In a similar vein, my friend hates talking to the tax people. Anything dealing with her tax returns sends her into a tailspin. And so I totally understood when she called me in a panic saying she got a letter from the taxation department wanting her to call them in regard to an item she submitted on her tax return. Despite the fact that everything she submitted was honest and backed up with receipts, the very thought of talking to the tax man immobilized her.

 

She told me that she wanted her accountant to deal with it. “That’s why I pay him, right? I know that whatever I say will be wrong. I am just so stupid about these things! I don’t have what it takes to deal with it. I’ll say the wrong thing and they’ll audit me forever.”
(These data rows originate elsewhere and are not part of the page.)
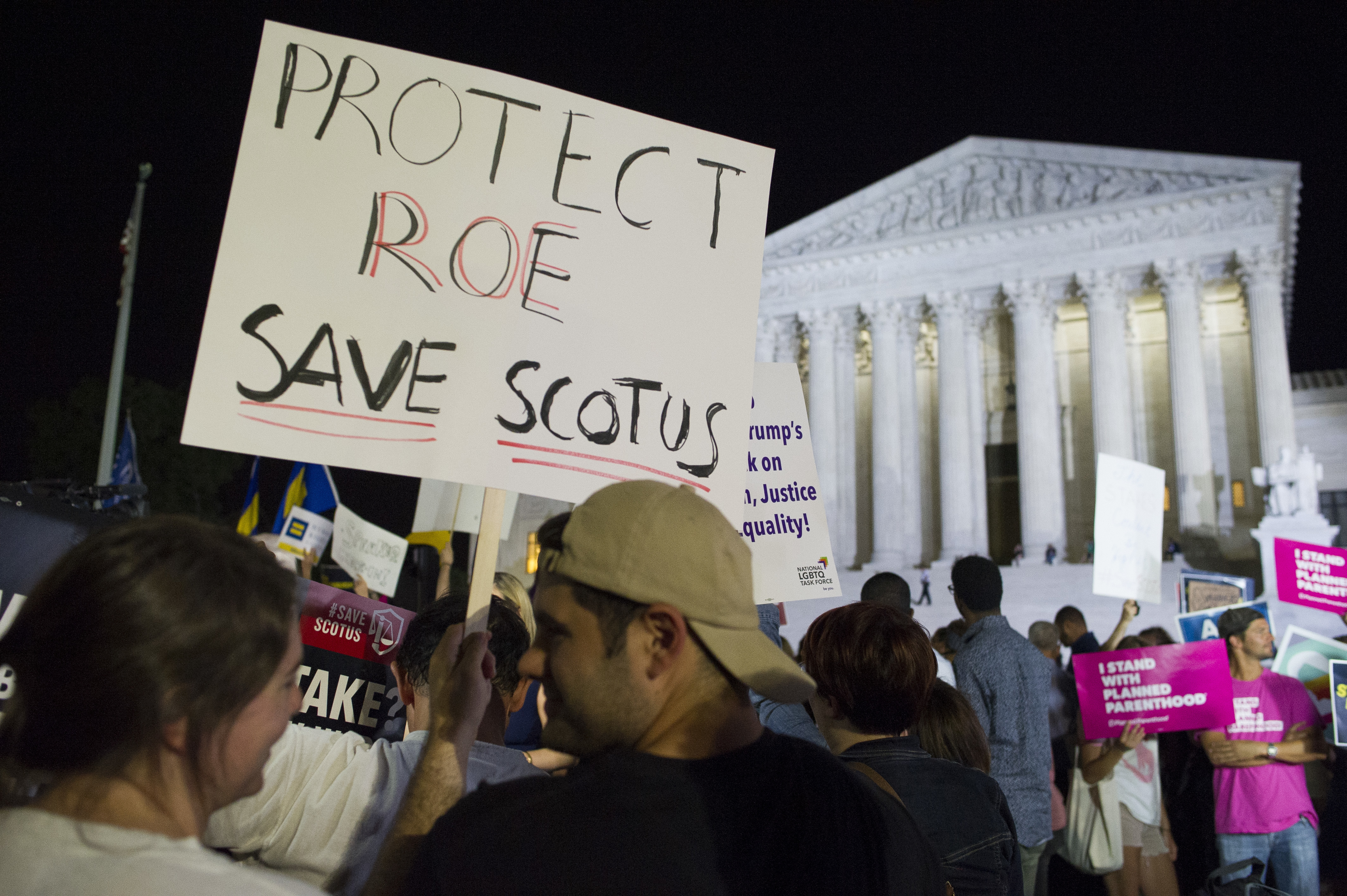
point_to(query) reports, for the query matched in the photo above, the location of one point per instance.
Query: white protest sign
(783, 508)
(434, 270)
(1129, 525)
(305, 532)
(363, 549)
(452, 507)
I thought about what she had said and what kind of message she was telling herself. Basically she was reinforcing her own insecurity and putting herself down. I called her back and told her how impressed I was with her action. It was so perceptive and smart of her to have the sense to call on people with more expertise than she possessed to handle the situation for her. I told her that her decision to pass the situation on to her accountant took good insight into herself. It wasn’t easy to know which areas of her life she can handle really well and which areas she felt were better handled by the experts.

 

I told her I thought she had made an intelligent choice. She thanked me for the comments, laughed and said, “Isn’t it amazing what reframing does.” Both she and I had basically said the same thing. We had the same plan. But what a difference the words made. Her statements were self-deprecating and insulting. Mine, about her, where reinforcing and praiseworthy.

 

We often put ourselves down and send ourselves negative messages. Negative self-messages only feed into our insecurities and make us feel worse than we already do about ourselves and about the things we have difficulty with. A simple reframing, a way of seeing our action as not only all right, but positive as well, can make all the difference in how we feel about ourselves. It is the first step to bolstering our self-confidence.

 

Well spouses seem to have self-deprecating comments down pat. Always being told what they can do better, being challenged about whether they are doing the right thing and often being criticized by the ill person they care for, well spouses quickly develop the skill of beating themselves up with self- deprecating comments. The greater community teaches them that they need to constantly defend their actions and justify what they are doing, so they cannot help but always second-guess what they decide. Hence they tend to see themselves in a negative way and will often put a negative spin on any comments about themselves.

 

This creates a never-ending spiral. Self-deprecating comments lead to more insecurity, which leads to more self-deprecation.. Being unsure of yourself is revealed in your behavior and so people around you feed into it. If you’re unsure of yourself, your behavior and comments invite people to help you make decisions. This tends to make you feel even more inadequate in your ability to decide what to do on your own. And, so it goes, on and on.

 

There can be a positive way of presenting almost anything. The first step is to stop calling yourself names. “That’s stupid, or I don’t have the brains to do it, or what an idiot I am!” just serves to make you feel bad about yourself. Next, you need to realize that no one has all the answers and no one does everything well. That’s why we have experts.

 

Realize that everyone makes mistakes and that we all need assistance at times. That knowledge makes asking for help a positive choice − a smart thing to do, instead of a negative one. It turns asking for help into a strategy, instead of a response to a feeling of inadequacy. We all need help at times and it is only smart to ask for it when you need it. Lastly, accept your limitations and acknowledge that knowing your limits is smart.

 

Reframe how you talk to yourself. Praise yourself for what you do right and find what you do right in everything you do. Concentrate on what you do well. Acknowledge it and pat yourself on the back, because you really did do a good job. Just reframe your self-talk so that you can see it.